The History of Cary High’s Integration Process

BY: Ebenezer Nkunda

Over 50 years ago, Cary High was an all-white high school, like many schools during that time. However, that all changed when 6 black students came to the school. In 1962, the Wake County assistant superintendent and the board decided that the county needed a “Negro High School” to accommodate the growing black student population. In 1963, the Wake County board of education approved a transfer of six students from an all-black school to the all-white Cary High School. These students were the first in the county to be authorized under the “freedom of choice” policy that had been adopted by the Wake County Board, following the Supreme Court’s decision on segregation in Public Schools. 

On August 30, 1963, integration officially began in the Wake County System; as predicted– it wasn’t easy. Gwen Matthews, one of the first black students entering Cary High, recalls her first day with white students, the racist shouts and chants against integration engraved in her memory. The black students did not want to return the next day, but they say they were influenced and encouraged by their parents that it would get better. In an interview with the News and Observer, Gwen Matthews said the demonstrations lasted for ten days and county school officials had to be brought in to make sure no organized community demonstration happens. 

Even though the anti-integration demonstrations stopped, the lives of the six black girls didn’t get easier. Gwen Matthews recalls that in the days prior to her integration, her father tried to prepare her for the name-calling that she would experience; however, she says she wasn’t “prepared for the intensity.” Her father told her not to retaliate after the name-calling, which makes sense, retaliating allows the white students to pinpoint you as “dangerous.” These six students were not accepted into Cary High life with open arms. Teachers and students both ignored them. One student recants the events of when white students would physically move their desks and seclude her, making it seem she was in her own world. 
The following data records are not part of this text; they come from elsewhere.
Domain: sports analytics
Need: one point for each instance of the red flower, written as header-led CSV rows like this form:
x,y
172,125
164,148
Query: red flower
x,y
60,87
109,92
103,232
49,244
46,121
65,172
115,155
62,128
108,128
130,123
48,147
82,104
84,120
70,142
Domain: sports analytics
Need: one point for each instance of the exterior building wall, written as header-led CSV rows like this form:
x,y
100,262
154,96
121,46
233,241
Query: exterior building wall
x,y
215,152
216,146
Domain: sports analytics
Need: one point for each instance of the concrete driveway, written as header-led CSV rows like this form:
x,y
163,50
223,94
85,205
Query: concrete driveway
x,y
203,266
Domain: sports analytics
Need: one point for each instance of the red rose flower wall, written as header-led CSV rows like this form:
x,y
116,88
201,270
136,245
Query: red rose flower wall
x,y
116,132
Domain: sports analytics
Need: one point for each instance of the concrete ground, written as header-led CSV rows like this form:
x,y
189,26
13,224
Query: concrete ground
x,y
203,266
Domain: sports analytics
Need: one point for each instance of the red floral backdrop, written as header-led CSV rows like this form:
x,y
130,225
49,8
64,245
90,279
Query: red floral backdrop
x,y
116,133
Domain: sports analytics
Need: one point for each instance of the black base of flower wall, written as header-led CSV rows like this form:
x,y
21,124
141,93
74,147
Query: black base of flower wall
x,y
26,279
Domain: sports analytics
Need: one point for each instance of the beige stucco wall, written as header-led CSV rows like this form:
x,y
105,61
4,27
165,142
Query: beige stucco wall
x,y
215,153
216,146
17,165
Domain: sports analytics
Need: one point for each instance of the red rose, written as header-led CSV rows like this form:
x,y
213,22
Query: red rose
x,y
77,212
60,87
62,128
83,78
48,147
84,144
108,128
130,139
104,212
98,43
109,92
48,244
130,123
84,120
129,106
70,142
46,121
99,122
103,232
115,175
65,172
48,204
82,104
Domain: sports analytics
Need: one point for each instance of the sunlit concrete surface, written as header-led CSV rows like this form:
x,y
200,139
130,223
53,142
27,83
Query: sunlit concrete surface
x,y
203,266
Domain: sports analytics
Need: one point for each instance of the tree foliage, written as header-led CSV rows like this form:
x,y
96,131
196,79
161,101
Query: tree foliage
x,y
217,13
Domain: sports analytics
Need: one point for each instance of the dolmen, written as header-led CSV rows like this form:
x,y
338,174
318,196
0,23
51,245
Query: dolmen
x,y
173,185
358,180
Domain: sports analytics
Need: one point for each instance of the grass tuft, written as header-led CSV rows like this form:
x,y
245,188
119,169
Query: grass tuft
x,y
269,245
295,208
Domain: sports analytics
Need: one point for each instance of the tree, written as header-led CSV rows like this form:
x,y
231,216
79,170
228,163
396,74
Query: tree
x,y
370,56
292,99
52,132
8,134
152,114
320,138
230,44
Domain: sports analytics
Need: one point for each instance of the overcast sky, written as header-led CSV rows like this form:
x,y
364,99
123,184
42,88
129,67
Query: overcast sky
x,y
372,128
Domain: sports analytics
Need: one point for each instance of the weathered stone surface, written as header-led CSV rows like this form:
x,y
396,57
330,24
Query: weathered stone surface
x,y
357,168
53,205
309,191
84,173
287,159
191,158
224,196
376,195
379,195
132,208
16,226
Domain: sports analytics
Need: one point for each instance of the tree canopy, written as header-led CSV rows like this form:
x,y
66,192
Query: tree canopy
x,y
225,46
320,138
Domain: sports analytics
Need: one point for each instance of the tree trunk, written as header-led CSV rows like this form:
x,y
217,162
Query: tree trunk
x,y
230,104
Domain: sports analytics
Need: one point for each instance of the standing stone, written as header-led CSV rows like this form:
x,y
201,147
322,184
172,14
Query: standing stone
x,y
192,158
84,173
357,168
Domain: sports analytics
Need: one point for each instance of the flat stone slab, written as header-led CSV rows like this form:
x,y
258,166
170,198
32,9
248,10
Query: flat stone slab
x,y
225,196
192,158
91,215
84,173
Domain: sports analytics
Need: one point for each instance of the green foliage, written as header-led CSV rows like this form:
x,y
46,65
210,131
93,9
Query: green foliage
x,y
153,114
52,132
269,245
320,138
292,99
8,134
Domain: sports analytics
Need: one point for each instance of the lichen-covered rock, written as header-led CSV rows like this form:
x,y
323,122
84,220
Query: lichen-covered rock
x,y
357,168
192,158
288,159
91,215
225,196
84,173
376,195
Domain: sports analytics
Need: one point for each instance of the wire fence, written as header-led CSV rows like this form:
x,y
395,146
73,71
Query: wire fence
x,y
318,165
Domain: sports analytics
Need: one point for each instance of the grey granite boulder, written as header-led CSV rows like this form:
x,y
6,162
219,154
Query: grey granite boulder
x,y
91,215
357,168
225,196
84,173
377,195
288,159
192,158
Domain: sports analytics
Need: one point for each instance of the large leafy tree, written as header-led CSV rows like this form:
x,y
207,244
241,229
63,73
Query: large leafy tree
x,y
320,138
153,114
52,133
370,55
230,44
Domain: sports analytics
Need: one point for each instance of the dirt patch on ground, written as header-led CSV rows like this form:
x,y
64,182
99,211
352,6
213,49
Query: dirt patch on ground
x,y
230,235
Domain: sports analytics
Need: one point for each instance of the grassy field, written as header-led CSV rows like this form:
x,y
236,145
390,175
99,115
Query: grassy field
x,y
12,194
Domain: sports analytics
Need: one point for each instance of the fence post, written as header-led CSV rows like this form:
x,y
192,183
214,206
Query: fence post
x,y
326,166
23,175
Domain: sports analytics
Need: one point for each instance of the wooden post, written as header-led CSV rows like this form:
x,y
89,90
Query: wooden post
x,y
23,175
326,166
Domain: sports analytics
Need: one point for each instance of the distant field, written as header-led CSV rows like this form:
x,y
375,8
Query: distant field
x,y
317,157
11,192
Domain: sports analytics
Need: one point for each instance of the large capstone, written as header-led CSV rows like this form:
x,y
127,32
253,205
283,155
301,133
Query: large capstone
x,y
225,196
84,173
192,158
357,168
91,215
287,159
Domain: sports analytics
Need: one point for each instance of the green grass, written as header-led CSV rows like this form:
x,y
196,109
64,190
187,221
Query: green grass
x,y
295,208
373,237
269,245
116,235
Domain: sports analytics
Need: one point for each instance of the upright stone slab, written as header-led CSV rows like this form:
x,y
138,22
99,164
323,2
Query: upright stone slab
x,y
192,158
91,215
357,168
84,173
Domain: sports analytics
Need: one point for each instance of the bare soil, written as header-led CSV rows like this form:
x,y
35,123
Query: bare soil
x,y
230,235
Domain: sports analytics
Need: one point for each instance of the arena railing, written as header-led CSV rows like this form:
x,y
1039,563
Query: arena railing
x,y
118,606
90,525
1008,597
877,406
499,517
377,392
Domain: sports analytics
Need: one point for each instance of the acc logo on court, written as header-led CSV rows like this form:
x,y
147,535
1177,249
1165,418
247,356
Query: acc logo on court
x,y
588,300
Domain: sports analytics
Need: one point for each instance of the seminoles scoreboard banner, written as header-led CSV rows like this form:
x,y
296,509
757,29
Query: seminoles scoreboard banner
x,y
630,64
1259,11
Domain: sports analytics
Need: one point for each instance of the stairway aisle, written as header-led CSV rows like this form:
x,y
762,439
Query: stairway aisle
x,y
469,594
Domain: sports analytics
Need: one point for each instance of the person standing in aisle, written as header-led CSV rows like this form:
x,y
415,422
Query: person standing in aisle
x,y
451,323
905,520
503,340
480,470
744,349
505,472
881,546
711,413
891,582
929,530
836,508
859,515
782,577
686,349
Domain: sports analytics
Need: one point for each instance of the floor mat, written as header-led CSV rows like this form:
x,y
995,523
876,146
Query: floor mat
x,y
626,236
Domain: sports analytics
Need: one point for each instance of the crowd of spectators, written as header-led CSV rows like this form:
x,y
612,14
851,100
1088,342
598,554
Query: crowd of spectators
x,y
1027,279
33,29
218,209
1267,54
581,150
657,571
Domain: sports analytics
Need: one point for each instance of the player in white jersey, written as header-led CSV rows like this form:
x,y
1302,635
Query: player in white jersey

Many things have changed since Cary High was integrated; for example, the mascot was originally the “White Imps,” but was later turned to simply “Imps” after black students voiced their concern on the racist connotation it could portray. The integration of Cary High led to the integration of the entire Wake County system. It is those brave six girls who set the pace for all other black students in the county. Lucille Evans, Frances Louise White, Gwendolyn Matthews, Brenda Lee Hill, Esther Lee Mayo, and Phyllis Rose are why we have black students Cary High today; these six girls are why Cary High is the Cary High it is today.